Might bend her strapped in front and back in the summer heat. .but i throw mine in the truck too


----------



## fishpimper (Nov 15, 2007)

i use yakima products on both my yota and suburban -- transported 3 kayaks more than 2000on one trip alone.
the only product that i've used that i wasn't happy with is the kayak stacker attachment -- its designed to haul small whitewater boats. had one snap on me and dragged a boat down I-95 near miami during rush hour. :redface: 
the hull raiser and hulley rollers are sweet units though. i like the hulley rollers becasue you can almost leave your boat fully rigged. 
which ever system you decide on be sure to use front and rear tie downs along with two tie downs around the hull.


----------



## Too Busy (Sep 7, 2007)

You didn't say what you're driving. Thule or yakima are good choices, buy you can transport a yak on anything if you're a little creative.

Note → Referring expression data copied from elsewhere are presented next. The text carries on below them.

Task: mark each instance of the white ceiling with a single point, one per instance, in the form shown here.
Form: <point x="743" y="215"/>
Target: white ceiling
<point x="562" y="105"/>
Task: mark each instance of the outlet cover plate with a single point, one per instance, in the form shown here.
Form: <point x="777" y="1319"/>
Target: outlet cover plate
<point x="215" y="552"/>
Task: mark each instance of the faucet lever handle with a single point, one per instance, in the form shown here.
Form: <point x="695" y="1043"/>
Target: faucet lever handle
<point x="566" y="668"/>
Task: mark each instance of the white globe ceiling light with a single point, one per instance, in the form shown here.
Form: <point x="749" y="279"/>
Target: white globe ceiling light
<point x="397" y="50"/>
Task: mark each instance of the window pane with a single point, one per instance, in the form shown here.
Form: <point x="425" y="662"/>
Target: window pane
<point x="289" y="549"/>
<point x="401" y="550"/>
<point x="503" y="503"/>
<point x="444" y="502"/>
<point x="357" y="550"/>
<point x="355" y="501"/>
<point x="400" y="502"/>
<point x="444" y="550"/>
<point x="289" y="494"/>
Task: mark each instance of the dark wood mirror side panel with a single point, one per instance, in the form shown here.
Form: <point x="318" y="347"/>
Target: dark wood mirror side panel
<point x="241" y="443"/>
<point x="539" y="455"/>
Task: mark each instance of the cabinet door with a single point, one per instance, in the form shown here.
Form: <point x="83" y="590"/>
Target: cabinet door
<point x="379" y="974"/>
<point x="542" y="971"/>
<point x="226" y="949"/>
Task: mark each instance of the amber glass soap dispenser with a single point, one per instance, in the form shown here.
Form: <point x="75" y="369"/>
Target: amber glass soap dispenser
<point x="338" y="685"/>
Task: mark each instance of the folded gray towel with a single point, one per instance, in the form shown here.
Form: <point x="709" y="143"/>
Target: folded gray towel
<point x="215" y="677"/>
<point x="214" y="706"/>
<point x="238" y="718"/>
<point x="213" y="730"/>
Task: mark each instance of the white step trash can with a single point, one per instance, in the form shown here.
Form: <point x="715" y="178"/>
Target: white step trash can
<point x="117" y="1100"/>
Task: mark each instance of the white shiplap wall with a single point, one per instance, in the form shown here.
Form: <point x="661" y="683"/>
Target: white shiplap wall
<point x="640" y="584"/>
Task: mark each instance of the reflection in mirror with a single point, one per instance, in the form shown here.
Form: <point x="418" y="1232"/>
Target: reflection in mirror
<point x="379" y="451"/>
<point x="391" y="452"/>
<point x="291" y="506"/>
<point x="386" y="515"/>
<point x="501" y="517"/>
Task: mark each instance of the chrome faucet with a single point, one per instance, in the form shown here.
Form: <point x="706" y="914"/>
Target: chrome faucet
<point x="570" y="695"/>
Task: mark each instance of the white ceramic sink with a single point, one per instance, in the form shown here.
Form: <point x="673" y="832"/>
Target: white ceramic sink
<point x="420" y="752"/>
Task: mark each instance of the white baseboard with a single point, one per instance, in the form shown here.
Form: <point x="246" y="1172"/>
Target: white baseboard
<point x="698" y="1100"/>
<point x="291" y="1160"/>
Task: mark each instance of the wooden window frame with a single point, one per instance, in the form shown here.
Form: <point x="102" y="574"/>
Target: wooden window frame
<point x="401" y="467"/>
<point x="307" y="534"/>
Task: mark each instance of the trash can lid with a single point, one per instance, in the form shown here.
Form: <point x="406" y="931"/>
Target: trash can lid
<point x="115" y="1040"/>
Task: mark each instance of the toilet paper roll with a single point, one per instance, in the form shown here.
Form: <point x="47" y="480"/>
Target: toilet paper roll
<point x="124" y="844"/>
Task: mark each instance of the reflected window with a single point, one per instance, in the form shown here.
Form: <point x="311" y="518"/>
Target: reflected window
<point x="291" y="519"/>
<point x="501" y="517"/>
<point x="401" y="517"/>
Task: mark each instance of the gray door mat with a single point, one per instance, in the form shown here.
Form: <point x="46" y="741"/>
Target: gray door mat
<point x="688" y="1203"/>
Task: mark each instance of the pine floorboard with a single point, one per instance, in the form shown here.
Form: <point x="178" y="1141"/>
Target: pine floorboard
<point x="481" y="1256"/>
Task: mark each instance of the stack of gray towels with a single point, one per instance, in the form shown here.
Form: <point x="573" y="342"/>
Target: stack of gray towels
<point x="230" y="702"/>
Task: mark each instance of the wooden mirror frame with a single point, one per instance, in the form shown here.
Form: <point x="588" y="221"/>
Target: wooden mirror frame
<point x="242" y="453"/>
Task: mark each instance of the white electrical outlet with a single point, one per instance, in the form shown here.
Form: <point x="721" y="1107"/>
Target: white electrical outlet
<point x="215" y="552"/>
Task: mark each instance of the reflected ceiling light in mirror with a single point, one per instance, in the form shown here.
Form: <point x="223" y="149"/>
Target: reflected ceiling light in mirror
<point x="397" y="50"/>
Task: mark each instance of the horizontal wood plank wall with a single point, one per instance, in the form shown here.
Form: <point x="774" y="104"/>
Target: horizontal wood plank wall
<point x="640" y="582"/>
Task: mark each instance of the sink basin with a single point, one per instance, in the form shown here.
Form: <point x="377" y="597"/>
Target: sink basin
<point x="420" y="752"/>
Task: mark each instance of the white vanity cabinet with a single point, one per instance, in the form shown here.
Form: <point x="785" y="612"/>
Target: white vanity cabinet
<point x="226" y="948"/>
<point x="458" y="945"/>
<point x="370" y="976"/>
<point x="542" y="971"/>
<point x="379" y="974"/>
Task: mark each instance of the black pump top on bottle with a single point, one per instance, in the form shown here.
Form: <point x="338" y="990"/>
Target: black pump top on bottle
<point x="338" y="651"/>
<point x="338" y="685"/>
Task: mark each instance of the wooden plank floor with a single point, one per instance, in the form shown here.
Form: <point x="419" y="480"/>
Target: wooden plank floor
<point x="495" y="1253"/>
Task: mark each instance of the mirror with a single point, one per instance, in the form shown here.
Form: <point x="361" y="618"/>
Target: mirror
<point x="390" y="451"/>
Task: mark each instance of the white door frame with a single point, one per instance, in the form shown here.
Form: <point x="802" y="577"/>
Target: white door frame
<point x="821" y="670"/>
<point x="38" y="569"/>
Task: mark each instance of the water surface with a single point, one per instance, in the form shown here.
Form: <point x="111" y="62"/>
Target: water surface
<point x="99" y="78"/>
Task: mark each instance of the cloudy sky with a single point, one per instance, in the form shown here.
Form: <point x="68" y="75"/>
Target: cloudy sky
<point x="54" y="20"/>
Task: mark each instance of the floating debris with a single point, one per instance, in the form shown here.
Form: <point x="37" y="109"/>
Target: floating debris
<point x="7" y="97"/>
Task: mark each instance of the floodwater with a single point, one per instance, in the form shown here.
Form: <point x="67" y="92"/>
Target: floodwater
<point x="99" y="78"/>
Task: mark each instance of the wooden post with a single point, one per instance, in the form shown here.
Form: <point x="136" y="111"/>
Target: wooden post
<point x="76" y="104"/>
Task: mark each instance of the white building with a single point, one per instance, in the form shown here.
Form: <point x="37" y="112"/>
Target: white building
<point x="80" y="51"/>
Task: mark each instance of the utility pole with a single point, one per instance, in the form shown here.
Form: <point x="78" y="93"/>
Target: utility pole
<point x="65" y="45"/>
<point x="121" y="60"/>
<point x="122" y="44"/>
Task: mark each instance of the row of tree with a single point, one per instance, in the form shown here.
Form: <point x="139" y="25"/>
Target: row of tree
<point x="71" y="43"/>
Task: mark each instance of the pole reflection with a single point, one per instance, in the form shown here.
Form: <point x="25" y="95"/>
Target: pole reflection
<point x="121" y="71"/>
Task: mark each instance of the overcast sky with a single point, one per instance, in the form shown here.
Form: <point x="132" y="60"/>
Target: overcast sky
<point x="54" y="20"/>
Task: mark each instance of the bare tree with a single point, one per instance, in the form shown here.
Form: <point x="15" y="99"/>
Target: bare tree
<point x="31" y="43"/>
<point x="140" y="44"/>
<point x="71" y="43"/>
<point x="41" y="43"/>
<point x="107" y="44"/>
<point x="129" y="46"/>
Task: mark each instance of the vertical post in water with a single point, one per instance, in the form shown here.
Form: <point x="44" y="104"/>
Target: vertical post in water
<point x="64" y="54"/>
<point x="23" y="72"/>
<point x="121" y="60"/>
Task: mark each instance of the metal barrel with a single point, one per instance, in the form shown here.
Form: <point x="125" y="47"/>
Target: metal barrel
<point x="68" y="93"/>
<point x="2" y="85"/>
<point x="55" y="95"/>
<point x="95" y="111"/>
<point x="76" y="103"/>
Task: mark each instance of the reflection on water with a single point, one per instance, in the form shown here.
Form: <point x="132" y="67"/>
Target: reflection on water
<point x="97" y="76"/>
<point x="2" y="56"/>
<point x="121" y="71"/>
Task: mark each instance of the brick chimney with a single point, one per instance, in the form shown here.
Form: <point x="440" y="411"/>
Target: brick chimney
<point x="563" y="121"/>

The bow rope is just there to keep if from sliding aft.
The strap forward of the cockpit passes through the car, so the boat isn't going anywhere.
The strap on the rear attached to a T bar that fits my reciever hitch and the strap pases thru the carry handle and wraps around the T bar.

The yak rests on a foam block so it doesn't hurt the soft top.


----------



## Hannibal (Aug 10, 2007)

I personally feel that if you use the foam blocks and pay particular attention in strapping the yak down - you will be fine. I know a lot of people swear by the Thule (and others) racks but I've had no problems with the blocks at all. 

Just make sure you strap it down well - like overkill. Run the lines through the scupper holes. 

I just did 7 hours to Buxton with no problems. I did lose a foam pad though while hitting the off-road mud course - previously known as the Campground entrace to the Point. ;-)


----------



## GlockGuy (Apr 21, 2008)

If at all possible, a kayak trailer is actually the best way to go, unless you have a truck bed to put it in. Wind isn't as much of an issue and you'd be amazed at how much your fuel mileage will go down with that kayak on your roof. At $3.35/gallon, it'll add up fast. The Rack and Roll trailer is particularly nice. IMHO.


----------



## Tnarg (May 3, 2007)

If using straps instead of rope for bow/ stern tie downs, put a few twists in the strap so they don't buzz at high speeds. My Yakima round bars are presently covered in jumbo 6" pool noodles, which serve incredibly well (and cheap!) as loading rollers until things are snugged down. I also use a 6' x 1/2" loop-end bicycle lock cable and padlock through the scuppers and around a bar for a little insurance.


----------